[61] “Ambo, pulpitum ubi ex duabus partibus sunt gradus.” Ugutio, quoted by Ducange.
[62] Originum, Book XV., Chap. iv.
[63] Noticia Histórica de la Cuchillería y de los Cuchilleros Antiguos en España (Almanaque de El Museo de la Industria, Madrid, 1870).
[64] See Pérez Pujol, Condición social de las personas á principios del siglo V. “The ironsmiths of Barcelona,” says Riaño, “formed an extensive guild in the thirteenth century; in 1257, four of its members formed part of the chief municipal council; this guild increased in importance in the following centuries.”
[65] The history of the Sevillian trade-guilds begins properly with the fifteenth century, although Gestoso states in his Diccionario de Artífices Sevillanos that he has found a few documents which seem to point to their existence in the century preceding.
When the Spanish Christians pitched their camp before this city, prior to their victorious assault upon its walls, the besieging army was divided according to the various trades of its component soldiery: the spicers in one part of the camp, the apothecaries in another, and so forth. It is therefore probable that the Sevillian trade-guilds were instituted shortly after the re-conquest. The wages of smiths, shoemakers, silversmiths, armourers, and other craftsmen were decreed by Pedro the First in his Ordenamiento de Menestrales. The ordinances of the silversmiths, in particular, are so old that Gestoso believes them to have been renewed and confirmed by Juan the Second, in the year 1416. However this may be, it is certain that the Seville guilds were regularly constituted in the reign of Ferdinand and Isabella.
[66] Barzanallana defines the word gremio “as it came to be understood in Spain,” as “any gathering of merchants, artisans, labourers, or other persons who practised the same profession, art, or office; and who were bound to comply with certain ordinances, applicable to each individual of their number.”
It is well, however, to distinguish broadly between actual manufacturers or producers (menestrales de manos) and merchants or shopkeepers (mercaderes de tienda y de escriptorio), who merely trafficked in what was executed by another.

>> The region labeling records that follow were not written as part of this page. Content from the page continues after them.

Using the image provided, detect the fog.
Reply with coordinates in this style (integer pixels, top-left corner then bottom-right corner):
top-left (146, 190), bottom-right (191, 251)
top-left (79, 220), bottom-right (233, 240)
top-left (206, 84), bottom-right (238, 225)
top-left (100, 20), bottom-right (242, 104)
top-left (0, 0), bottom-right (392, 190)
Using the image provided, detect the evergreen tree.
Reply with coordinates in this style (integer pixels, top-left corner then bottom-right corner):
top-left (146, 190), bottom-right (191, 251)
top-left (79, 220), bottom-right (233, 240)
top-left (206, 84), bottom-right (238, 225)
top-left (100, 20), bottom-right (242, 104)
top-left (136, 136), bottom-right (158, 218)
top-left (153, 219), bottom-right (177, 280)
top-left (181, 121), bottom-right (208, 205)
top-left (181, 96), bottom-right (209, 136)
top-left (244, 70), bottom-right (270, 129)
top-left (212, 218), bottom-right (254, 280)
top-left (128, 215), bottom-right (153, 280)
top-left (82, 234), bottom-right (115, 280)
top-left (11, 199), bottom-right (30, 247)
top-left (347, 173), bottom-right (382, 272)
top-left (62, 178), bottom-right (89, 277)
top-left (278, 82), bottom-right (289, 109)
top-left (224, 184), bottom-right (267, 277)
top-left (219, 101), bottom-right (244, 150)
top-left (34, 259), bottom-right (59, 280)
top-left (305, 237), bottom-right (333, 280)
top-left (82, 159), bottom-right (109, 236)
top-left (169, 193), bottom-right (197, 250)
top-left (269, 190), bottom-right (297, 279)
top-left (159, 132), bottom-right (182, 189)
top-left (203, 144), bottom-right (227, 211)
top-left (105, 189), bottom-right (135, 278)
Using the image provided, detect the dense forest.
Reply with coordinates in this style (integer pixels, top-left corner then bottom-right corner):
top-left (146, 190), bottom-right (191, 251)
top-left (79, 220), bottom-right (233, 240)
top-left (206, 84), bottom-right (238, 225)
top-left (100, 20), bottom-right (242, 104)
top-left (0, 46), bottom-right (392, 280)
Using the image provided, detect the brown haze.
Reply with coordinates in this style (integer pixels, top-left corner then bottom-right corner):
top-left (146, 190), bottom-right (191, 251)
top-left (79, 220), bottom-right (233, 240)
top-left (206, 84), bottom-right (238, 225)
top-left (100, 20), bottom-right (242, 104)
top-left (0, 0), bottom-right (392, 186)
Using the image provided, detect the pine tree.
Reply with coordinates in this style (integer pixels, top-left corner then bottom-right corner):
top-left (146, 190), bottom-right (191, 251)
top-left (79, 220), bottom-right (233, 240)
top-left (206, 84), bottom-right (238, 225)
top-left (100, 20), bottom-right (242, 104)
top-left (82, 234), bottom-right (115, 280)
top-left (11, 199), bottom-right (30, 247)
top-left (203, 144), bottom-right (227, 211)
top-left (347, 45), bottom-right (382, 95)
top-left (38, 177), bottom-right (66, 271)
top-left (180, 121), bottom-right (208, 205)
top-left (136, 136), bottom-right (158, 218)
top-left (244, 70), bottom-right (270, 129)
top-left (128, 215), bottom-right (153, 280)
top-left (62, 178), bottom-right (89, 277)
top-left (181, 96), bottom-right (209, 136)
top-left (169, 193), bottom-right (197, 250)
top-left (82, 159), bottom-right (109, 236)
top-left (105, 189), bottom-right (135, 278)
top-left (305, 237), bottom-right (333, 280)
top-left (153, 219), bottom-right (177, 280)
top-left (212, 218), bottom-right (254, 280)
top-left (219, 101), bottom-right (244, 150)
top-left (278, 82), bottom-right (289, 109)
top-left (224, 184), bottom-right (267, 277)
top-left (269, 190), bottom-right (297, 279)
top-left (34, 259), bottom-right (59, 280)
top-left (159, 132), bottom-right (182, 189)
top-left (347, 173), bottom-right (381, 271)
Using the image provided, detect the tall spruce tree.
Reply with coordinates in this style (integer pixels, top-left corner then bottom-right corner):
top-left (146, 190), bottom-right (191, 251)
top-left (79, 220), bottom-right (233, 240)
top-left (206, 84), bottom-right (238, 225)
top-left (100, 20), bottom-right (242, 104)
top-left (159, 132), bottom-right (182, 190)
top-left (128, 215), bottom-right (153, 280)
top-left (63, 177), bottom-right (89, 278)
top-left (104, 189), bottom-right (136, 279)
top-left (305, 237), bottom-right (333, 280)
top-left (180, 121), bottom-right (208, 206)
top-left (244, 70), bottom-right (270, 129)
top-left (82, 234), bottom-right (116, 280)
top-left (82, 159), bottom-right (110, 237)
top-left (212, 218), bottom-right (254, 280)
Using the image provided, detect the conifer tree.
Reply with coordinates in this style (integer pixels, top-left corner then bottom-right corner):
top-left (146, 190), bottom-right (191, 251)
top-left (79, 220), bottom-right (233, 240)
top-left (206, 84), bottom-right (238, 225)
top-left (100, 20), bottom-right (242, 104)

[67] This guild, as all the others, held an annual convocation of its members, and possessed a chapel of its own in the convent of San Francisco. It exercised a strict and constant supervision upon the gold and silver work produced throughout the city. On April 15th, 1567, the inspectors appointed and salaried by the guild visited the shop of Antonio de Cuevas, and seized an Agnus Dei and a faultily executed cross, both of which objects were destroyed forthwith. On February 8th, 1569, they repeated their visit to the same silversmith, and seized an apretador, which was likewise broken up. On February 9th, 1602, they entered the shop of Antonio de Ahumada, and took away “two rings, a gold encomienda, a cross of Saint John, some small cocks, a toothpick, and a San Diego of silver.” Similar notices of fines, confiscations, and other punishments exist in great abundance, and may be studied in Gestoso's dictionary. See also Vol. I., p. [114], of the present work.
[68] The foremost in importance of the gremios of Toledo was that of the silk-weavers (arte mayor de la seda), whose earliest ordinances date from a.d. 1533.